Rio de Janeiro e Minas Gerais, entre outros Estados, também viraram cadafalsos dos dois institutos de pesquisa. No Rio, o afastamento judicial de Anthony Garotinho mudou o rumo da disputa na semana final. Mas o salto quântico do juiz Wilson Witzel não foi identificado. Véspera da disputa, no Datafolha, Witzel contava com 17% das intenções de votos. Tanto quanto Romário e bem abaixo dos 27% de Eduardo Paes. No dia seguinte, urnas abertas, Witzel ganhou com facilidade: 41%, contra 20% de Eduardo Paes e 9% de Romário. No Ibope, na véspera, Wilson Witzel contava com 12% dos votos, Romário 20% e Eduardo Paes 32%. Urnas abertas no dia seguinte, Witzel chegou a 41%, Eduardo Paes caiu para 20% e Romário não passou de 9%. 

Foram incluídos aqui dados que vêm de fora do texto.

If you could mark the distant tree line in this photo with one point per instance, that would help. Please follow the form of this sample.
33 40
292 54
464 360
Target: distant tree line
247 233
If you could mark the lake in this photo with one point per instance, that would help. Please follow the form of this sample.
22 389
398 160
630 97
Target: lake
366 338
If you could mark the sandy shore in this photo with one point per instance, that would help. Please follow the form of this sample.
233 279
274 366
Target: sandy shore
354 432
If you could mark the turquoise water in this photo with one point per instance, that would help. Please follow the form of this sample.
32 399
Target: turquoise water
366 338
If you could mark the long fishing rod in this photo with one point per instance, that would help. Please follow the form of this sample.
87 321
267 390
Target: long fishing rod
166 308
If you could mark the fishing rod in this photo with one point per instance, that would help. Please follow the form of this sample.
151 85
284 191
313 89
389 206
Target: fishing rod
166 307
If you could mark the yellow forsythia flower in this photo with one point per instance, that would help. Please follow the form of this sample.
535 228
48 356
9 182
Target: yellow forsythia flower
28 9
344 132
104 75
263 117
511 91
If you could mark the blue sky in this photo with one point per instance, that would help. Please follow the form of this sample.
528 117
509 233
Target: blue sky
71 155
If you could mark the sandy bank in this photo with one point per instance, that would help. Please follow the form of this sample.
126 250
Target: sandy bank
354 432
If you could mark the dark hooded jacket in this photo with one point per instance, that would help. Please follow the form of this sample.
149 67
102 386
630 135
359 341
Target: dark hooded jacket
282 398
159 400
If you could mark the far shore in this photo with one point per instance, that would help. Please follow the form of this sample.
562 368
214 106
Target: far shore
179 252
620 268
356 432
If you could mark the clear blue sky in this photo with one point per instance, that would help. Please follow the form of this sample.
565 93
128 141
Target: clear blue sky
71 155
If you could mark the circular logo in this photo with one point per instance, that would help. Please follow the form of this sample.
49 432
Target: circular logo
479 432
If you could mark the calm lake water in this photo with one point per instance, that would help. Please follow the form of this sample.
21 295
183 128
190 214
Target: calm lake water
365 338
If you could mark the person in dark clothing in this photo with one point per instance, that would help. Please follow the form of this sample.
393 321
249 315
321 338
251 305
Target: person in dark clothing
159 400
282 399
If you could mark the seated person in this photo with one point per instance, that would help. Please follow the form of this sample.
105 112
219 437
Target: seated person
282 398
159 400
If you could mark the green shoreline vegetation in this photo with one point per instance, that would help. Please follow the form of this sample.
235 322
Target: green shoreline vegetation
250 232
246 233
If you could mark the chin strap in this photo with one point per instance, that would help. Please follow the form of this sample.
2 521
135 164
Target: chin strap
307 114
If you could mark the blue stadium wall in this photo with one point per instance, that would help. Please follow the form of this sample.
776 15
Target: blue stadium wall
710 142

Completando o grupo de corridas eleitorais que causaram transtornos aos dois institutos (além de outras praças menos importantes para o conjunto da obra nacional), em Minas Gerais o Datafolha apontou que Antonio Anastasia contava com 40% das intenções de voto na véspera da disputa, contra 29% do petista Fernando Pimentel e 24% de Romeu Zema, do Novo. Urnas abertas, Zema somou 43%, Anastasia 29% e Pimentel 23%. O Ibope seguiu linha parecida: 23% para Romeu Zema, 25% para Pimentel e 42% para Anastasia no dia anterior à disputa. Urnas abertas, a arremetida de Romeu Zema.